Um dos erros que não se pode cometer na necessária qualificação de quadros em Angola é limitarmo-nos a imitar modelos estrangeiros. A formação de magistrados em Angola tem de começar pela teoria, e com teorias vindas de todo o mundo. Como se sabe, a formação-base dos universitários angolanos é muito diversa. Em Angola, a qualidade do ensino universitário é em geral demasiado discutível, e depois há muitos estudantes que fazem as suas licenciaturas noutros países, com diferentes sistemas jurídicos. Por isso, ao contrário do que a directora afirma, no caso concreto angolano, o ensino do magistrado tem de começar pela teoria. Nesse sentido, tem lógica haver um corpo diferenciado de professores convidados que venham de diferentes universidades e transmitam saberes e visões diversas, para evitar tentações autoritárias. Depois, a prática tem de começar pela prática… Isto é, os magistrados devem “mergulhar” nos tribunais e aprender fazendo. Só numa fase final devem ser entregues aos seus colegas mais velhos para desenvolverem experiência.

Sim, tem de haver um modelo novo de formação de magistrados que seja rigoroso, exigente e ensine o respeito pela Constituição, mas esse modelo não deve ser mais uma imitação de ninguém, mas uma construção para Angola.

E os professores?

A questão da qualificação e admissão de novos professores também foi abordada pelo professor universitário Paulo de Carvalho. Este sociólogo, famoso por ter tentado demonstrar que José Eduardo dos Santos não era um ditador porque não mandara assassinar Rafael Marques, veio zurzir o Ministério da Educação por ter admitido professores que reprovaram nos concursos de admissão. O seu raciocínio desenvolve-se de forma elegante e lógica ao longo de vários parágrafos.

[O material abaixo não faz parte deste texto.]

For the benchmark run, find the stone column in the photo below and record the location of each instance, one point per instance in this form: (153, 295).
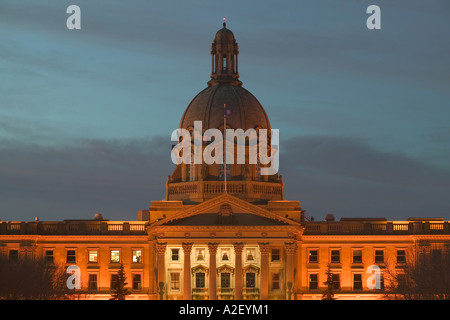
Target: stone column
(212, 270)
(160, 248)
(238, 279)
(290, 249)
(187, 248)
(264, 276)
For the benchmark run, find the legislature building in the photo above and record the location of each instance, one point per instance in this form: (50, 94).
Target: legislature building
(226, 231)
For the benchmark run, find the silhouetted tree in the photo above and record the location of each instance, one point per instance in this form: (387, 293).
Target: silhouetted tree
(120, 292)
(328, 294)
(427, 277)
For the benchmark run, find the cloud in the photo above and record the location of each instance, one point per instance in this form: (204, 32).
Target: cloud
(350, 178)
(116, 178)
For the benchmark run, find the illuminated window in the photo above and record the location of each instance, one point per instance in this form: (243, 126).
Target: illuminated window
(250, 280)
(200, 254)
(71, 256)
(13, 255)
(92, 282)
(114, 281)
(357, 256)
(200, 280)
(357, 281)
(379, 256)
(137, 256)
(175, 280)
(401, 256)
(379, 282)
(313, 256)
(225, 281)
(335, 256)
(275, 255)
(175, 256)
(336, 281)
(115, 256)
(225, 255)
(49, 256)
(250, 254)
(313, 281)
(275, 281)
(222, 173)
(93, 256)
(436, 255)
(137, 282)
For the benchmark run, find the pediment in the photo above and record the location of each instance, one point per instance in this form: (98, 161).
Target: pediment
(225, 210)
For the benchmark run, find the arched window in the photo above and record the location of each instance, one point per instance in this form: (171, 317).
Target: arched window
(257, 169)
(222, 173)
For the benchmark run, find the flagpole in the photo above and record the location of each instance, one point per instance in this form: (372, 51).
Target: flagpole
(224, 147)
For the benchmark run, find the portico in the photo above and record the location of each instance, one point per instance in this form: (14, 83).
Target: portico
(250, 256)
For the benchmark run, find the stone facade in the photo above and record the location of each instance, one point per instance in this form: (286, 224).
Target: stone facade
(245, 241)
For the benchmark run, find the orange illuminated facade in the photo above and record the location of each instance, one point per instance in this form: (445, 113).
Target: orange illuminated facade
(243, 242)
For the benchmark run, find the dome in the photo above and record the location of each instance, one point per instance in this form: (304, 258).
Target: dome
(208, 105)
(224, 35)
(225, 88)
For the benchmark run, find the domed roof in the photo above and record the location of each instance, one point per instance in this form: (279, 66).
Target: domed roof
(208, 107)
(224, 35)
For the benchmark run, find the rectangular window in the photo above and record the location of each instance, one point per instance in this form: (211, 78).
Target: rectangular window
(313, 281)
(49, 256)
(225, 280)
(200, 254)
(335, 256)
(114, 280)
(71, 256)
(357, 256)
(357, 281)
(137, 256)
(275, 254)
(379, 282)
(225, 254)
(401, 256)
(92, 282)
(200, 280)
(275, 281)
(175, 281)
(379, 256)
(175, 254)
(137, 282)
(115, 256)
(336, 281)
(93, 256)
(250, 280)
(436, 255)
(313, 256)
(250, 254)
(13, 255)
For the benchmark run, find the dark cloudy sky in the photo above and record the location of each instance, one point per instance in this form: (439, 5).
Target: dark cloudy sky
(86, 116)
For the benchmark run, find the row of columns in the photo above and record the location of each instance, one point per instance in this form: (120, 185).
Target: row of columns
(238, 248)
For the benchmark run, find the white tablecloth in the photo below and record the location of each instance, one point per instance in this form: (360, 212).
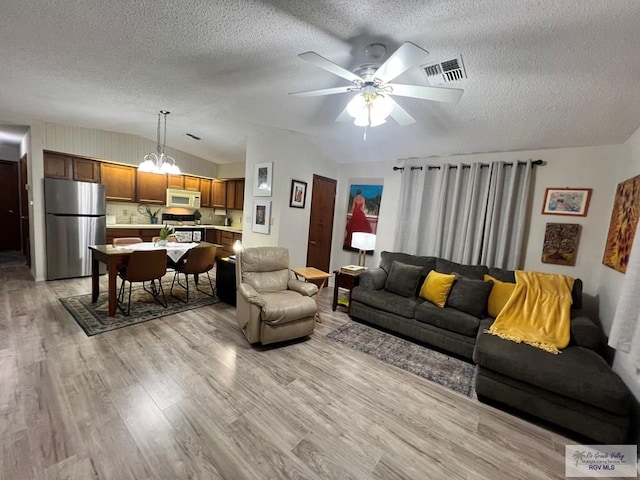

O raciocínio é inatacável, excepto dos pressupostos de que parte. Se em Angola houvesse muitos professores, se a escolha fosse alargada, se existisse um sistema de ensino funcional, então tudo o que Carvalho afirma sobre não se dever deixar admitir pessoas que reprovam nos concursos estaria certo. Mas qual é a alternativa? Não haver professores? Importar professores de Portugal?

É aqui que a necessidade de inovar se impõe. Angola não necessita de cursos tão longos e pesados como os que tem. Pode perfeitamente haver um curso de seis meses ou um ano para os candidatos reprovados, que lhes dê as qualificações básicas necessárias para serem professores. As escolas não podem ficar sem professores. Se existe motivação, aquilo que se chama “amor à camisola”, o reprovado empenhar-se-á em obter qualificações rapidamente.

Portanto, a solução não é zurzir o Ministério da Educação, mas convidá-lo a inovar e arranjar uma solução de formação avançada para os professores admitidos sem qualificações. Não estão qualificados, qualifiquemo-los!

Porque é que os dirigentes do MPLA, que reprovam sempre nos seus actos de governação, são sempre promovidos para outros cargos e nunca aprendem? Ou a burrice é também um domínio exclusivo dos detentores do poder?

As elites angolanas têm de se abrir ao mundo, não para esconder e esbanjar dinheiro roubado, mas para abrir as janelas do conhecimento ao mundo. Abrir-se ao mundo começa por ser abrir-se a África, onde existe efectivamente uma tentativa de renascimento cultural e científico. Implica criar redes mundiais de conhecimento sobre Angola e tentar contar com todos os angolanos para construir um futuro melhor.